Tokyo is now like any other "glamourous" posting. A politically savvy First Friend will guide the "relationship" with parties and chamber of commerce meetings. Out of the hands of a small coterie of managers, American diplomacy with Japan will strive to treat Japan like all the other G-7 countries. No more specially trained diplomats like we send to trouble spots and Third World countries.
Japan has finally arrived, and finally, almost like a second chance, it is the 1950s:
U.S. ambassadors do more than-talk to foreign ministers. They are also public-relations men with a whole nation for a client. They make speeches, inspect public works, judge flower shows, organize charities. They talk to labor leaders, opposition politicians, businessmen. And while they talk, they listen. For the other side of their job is to be the U.S.'s eyes & ears.

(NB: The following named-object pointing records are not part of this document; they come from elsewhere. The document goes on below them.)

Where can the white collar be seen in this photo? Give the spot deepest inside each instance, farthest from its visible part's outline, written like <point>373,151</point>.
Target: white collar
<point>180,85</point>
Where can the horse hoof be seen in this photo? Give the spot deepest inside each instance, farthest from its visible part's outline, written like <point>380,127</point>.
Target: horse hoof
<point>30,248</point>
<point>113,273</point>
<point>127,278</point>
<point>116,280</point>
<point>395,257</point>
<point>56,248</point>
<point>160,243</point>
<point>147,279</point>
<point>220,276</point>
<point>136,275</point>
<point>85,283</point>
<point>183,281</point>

On their reading of tempers and political moods Washington bases much of its timing and many of its decisions. [Time Magazine, December 1951]
But somehow I don't think that Japan's elites and America's Japan managers are too happy. Exotic Japan cannot be understood by a personable, loyal confidante. There are special circumstances for Japan that allow it to keep out foreign investment, inhibit foreign imports, deny asylum to refugees, continue child porn, refuse to sign the Genocide Convention or the Hague Treaty on child abduction, and allow it to celebrate the lives of its worst war criminals in the middle of its capital. Would an average American understand this?
Again, I do not know how Tokyo is reacting. I can only guess from what the newspapers are saying. And that reaction is tepid and guarded. My one good resource for these sorts of answers "defriended" me six months ago, today. It was a bit like that Burger King promotion: you got a Whopper if you defriended ten of your "friends" from Facebook. In other words, you were worth 1/10 of a fast food hamburger.
Simply bewildering.
And this is probably how MOFA and the rest of Japan's elites feel for not being special any more.